We do have several very early plum varieties that we can pick early enough to beat the fruit flies.  And we have several seedling peach trees that bear beautifully fragrant peaches with a thickish skin, that protects about half of them from fruit fly.  Trouble is, you don’t know which half until you bite into them.

I’ve tried baiting and bagging and netting with some success, but it’s a lot of work. I remember reading a report years ago where someone was bagging out organic gardening by calculating that a tomato cost something like $10 in resources and labour, and I thought, well you’re just growing the wrong type at the wrong time.  My basic garden philosophy is that if you want a garden that yields quality as well as quantity with a viable amount of time spent overall,  you have to go with your climate and environment. For me, that means virtually effortless mangoes, but peaches that are half for me, half for the chooks.

But, the end result of all that is that, this time of year, I have lots of really nice peaches that need to be cut, and I don’t want to make jam because then I’d just eat it and I really don’t need that much sugar. This is our favourite way to use them.

The Recipe:

Cut the peaches in half and stone them.

Put them, skin side down, on an oven tray. If you have a real sweet tooth you can sprinkle with sugar, but I don’t.

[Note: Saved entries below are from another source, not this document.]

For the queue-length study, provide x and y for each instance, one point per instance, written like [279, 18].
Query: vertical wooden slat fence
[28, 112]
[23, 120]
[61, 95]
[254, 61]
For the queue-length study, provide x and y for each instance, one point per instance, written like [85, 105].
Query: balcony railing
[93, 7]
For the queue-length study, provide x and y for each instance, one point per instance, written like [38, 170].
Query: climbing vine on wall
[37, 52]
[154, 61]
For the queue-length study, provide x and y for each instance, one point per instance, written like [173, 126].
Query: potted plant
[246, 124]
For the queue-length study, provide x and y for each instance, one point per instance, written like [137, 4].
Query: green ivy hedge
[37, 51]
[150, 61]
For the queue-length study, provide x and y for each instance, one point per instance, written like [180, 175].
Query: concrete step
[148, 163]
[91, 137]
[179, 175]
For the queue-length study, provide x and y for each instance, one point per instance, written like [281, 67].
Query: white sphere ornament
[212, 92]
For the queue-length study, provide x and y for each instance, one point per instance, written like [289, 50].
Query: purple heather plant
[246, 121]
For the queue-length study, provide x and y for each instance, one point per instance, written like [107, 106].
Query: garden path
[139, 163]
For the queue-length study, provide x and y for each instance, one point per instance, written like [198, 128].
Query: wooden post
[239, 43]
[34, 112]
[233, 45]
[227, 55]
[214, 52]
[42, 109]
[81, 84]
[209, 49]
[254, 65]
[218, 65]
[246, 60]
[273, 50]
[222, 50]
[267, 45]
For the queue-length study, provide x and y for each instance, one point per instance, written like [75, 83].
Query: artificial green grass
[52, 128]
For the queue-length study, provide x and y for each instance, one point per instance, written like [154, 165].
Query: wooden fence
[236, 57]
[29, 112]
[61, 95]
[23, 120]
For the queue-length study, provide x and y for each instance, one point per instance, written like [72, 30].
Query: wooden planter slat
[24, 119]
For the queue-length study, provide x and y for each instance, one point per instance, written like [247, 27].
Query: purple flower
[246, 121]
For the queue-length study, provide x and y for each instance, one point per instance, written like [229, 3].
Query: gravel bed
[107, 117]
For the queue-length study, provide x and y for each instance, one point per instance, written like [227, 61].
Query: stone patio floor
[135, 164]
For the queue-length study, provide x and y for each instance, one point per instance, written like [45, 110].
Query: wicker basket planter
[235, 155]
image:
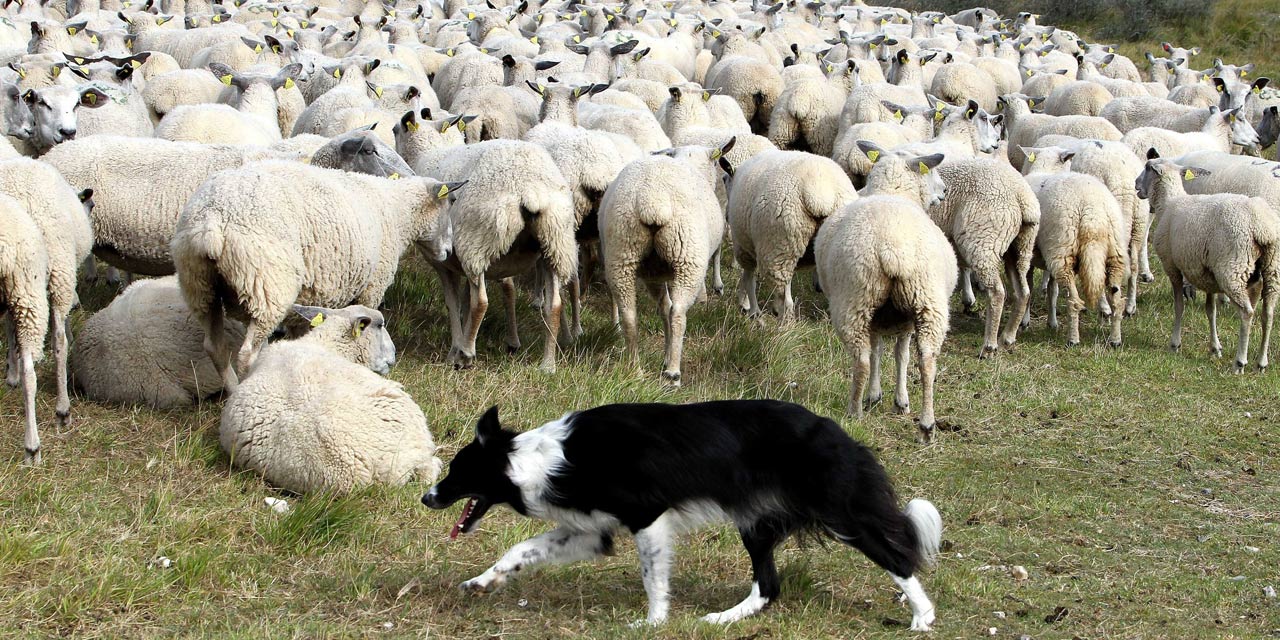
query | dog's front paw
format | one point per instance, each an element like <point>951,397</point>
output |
<point>484,584</point>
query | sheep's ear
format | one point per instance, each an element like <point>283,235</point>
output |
<point>488,428</point>
<point>92,97</point>
<point>448,187</point>
<point>871,150</point>
<point>315,316</point>
<point>926,164</point>
<point>1191,173</point>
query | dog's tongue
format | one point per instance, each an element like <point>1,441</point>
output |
<point>462,519</point>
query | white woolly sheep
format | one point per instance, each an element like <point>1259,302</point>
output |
<point>312,415</point>
<point>1082,240</point>
<point>888,272</point>
<point>255,240</point>
<point>1224,243</point>
<point>776,205</point>
<point>146,348</point>
<point>24,291</point>
<point>661,223</point>
<point>991,216</point>
<point>516,215</point>
<point>56,210</point>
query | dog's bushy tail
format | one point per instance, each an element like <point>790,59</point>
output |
<point>927,521</point>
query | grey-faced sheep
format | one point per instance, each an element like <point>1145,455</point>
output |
<point>888,272</point>
<point>776,205</point>
<point>255,240</point>
<point>312,414</point>
<point>661,222</point>
<point>1221,243</point>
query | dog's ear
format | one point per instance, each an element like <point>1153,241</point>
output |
<point>488,426</point>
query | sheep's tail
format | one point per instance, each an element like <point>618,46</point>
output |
<point>927,521</point>
<point>1092,265</point>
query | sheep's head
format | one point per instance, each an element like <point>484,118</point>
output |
<point>1161,172</point>
<point>906,176</point>
<point>53,110</point>
<point>356,333</point>
<point>1046,159</point>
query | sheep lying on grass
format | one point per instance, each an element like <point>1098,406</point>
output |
<point>312,414</point>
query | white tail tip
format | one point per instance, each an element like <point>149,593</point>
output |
<point>928,528</point>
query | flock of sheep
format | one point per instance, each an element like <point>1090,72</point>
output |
<point>282,158</point>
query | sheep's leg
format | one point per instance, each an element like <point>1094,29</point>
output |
<point>746,292</point>
<point>1215,347</point>
<point>1052,291</point>
<point>929,333</point>
<point>624,289</point>
<point>1269,307</point>
<point>28,391</point>
<point>717,282</point>
<point>901,359</point>
<point>58,332</point>
<point>967,289</point>
<point>1240,297</point>
<point>873,378</point>
<point>508,297</point>
<point>552,316</point>
<point>10,336</point>
<point>990,280</point>
<point>1175,282</point>
<point>479,305</point>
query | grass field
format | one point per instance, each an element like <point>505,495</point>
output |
<point>1137,487</point>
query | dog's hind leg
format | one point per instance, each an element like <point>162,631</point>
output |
<point>558,547</point>
<point>759,540</point>
<point>657,553</point>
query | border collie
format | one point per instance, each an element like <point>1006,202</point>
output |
<point>773,469</point>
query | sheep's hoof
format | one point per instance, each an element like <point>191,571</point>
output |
<point>924,433</point>
<point>873,400</point>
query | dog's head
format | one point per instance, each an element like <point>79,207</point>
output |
<point>478,472</point>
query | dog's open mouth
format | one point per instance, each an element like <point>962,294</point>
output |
<point>471,513</point>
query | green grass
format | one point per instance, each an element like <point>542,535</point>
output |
<point>1129,483</point>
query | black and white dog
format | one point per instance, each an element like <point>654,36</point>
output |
<point>771,467</point>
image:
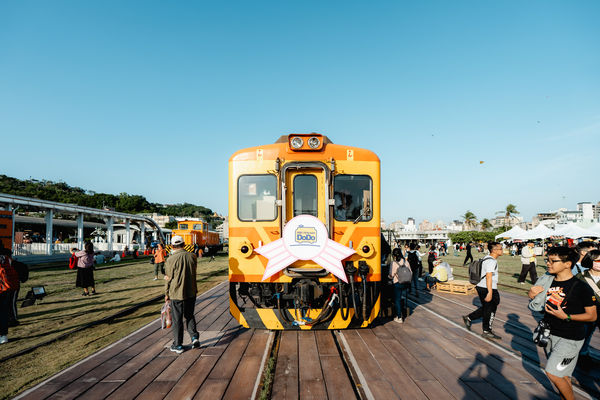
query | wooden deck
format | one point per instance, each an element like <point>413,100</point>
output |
<point>427,357</point>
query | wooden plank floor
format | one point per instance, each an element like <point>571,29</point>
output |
<point>427,357</point>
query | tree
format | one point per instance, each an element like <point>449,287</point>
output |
<point>509,212</point>
<point>486,224</point>
<point>470,219</point>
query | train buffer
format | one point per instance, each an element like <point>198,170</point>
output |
<point>429,356</point>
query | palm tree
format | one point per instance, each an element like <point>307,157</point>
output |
<point>509,212</point>
<point>486,224</point>
<point>470,219</point>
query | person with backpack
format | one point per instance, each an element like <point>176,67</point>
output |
<point>9,282</point>
<point>487,290</point>
<point>568,307</point>
<point>85,269</point>
<point>469,255</point>
<point>431,257</point>
<point>401,276</point>
<point>412,256</point>
<point>591,276</point>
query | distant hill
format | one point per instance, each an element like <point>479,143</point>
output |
<point>123,202</point>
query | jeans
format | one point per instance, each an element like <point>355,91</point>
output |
<point>4,312</point>
<point>400,294</point>
<point>181,309</point>
<point>487,311</point>
<point>415,281</point>
<point>532,273</point>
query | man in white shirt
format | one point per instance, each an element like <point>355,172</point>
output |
<point>529,264</point>
<point>487,289</point>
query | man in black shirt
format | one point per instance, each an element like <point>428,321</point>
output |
<point>469,255</point>
<point>569,305</point>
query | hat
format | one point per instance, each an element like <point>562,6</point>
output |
<point>176,240</point>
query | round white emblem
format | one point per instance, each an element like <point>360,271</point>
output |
<point>305,237</point>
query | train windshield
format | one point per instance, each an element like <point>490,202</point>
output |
<point>353,197</point>
<point>256,198</point>
<point>305,195</point>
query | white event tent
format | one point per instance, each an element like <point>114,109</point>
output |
<point>512,233</point>
<point>539,232</point>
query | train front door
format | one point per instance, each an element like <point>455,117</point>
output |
<point>306,190</point>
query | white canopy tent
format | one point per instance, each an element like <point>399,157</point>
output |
<point>539,232</point>
<point>574,231</point>
<point>595,227</point>
<point>512,233</point>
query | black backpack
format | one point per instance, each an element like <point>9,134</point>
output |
<point>413,260</point>
<point>475,270</point>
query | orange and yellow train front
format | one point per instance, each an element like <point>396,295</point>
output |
<point>304,177</point>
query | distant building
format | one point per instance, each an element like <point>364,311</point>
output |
<point>425,225</point>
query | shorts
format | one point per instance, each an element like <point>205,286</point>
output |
<point>563,356</point>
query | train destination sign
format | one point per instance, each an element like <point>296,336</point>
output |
<point>305,238</point>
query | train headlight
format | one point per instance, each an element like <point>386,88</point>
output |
<point>314,142</point>
<point>365,249</point>
<point>246,248</point>
<point>297,142</point>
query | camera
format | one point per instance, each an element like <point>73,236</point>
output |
<point>541,334</point>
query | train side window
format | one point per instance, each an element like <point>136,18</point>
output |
<point>305,195</point>
<point>256,198</point>
<point>353,197</point>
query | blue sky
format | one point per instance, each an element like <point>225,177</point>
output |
<point>152,98</point>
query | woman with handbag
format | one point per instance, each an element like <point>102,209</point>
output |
<point>85,269</point>
<point>401,276</point>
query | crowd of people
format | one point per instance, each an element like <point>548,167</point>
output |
<point>568,294</point>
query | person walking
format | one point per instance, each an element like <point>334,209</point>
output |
<point>159,260</point>
<point>487,290</point>
<point>569,305</point>
<point>401,275</point>
<point>412,256</point>
<point>469,255</point>
<point>181,290</point>
<point>591,276</point>
<point>528,264</point>
<point>85,269</point>
<point>9,283</point>
<point>431,257</point>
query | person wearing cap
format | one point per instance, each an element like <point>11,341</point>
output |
<point>181,290</point>
<point>528,264</point>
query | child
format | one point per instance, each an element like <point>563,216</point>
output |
<point>73,259</point>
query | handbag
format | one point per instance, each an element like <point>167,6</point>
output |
<point>541,334</point>
<point>165,316</point>
<point>537,303</point>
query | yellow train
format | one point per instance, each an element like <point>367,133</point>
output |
<point>197,233</point>
<point>304,235</point>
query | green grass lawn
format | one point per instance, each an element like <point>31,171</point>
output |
<point>118,287</point>
<point>509,269</point>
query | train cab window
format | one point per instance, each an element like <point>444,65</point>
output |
<point>305,195</point>
<point>353,197</point>
<point>256,198</point>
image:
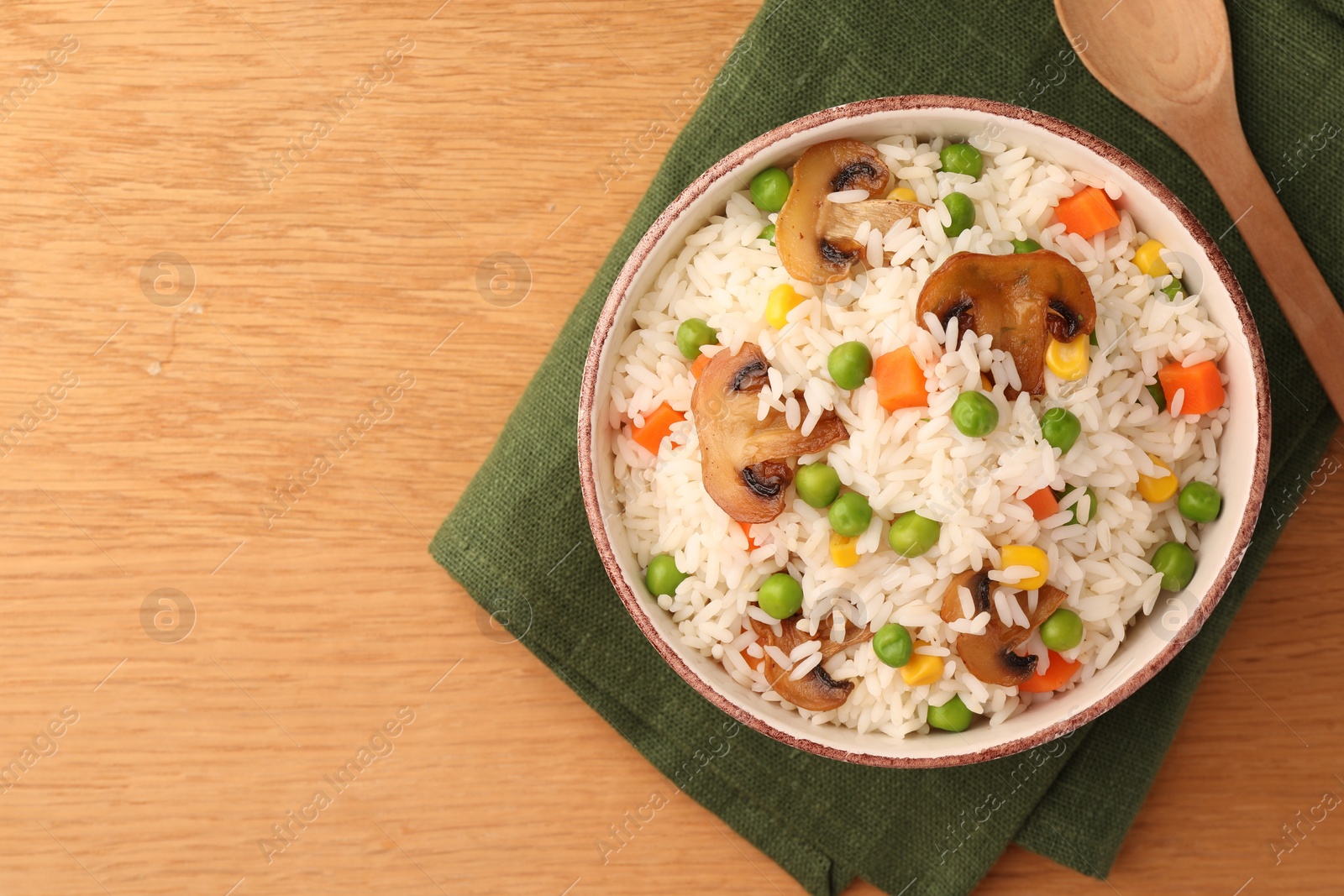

Bake in a very low oven for an hour or two until they are semi-dried, like semi-dried tomatoes.  I put them on the bottom shelf of my (not fan forced) oven while it warms up for bread baking, take them out for half an hour while the oven is hot, then put them back in with the oven turned down very low while it cools down.

Blend the semi-dried peaches in a blender or food processor, adding a (very) little butter, oil, or just or water if needed to get a smooth spread.

It will keep for a few days in the fridge, and I imagine would freeze well, but we eat it fresh, spread thickly on toast.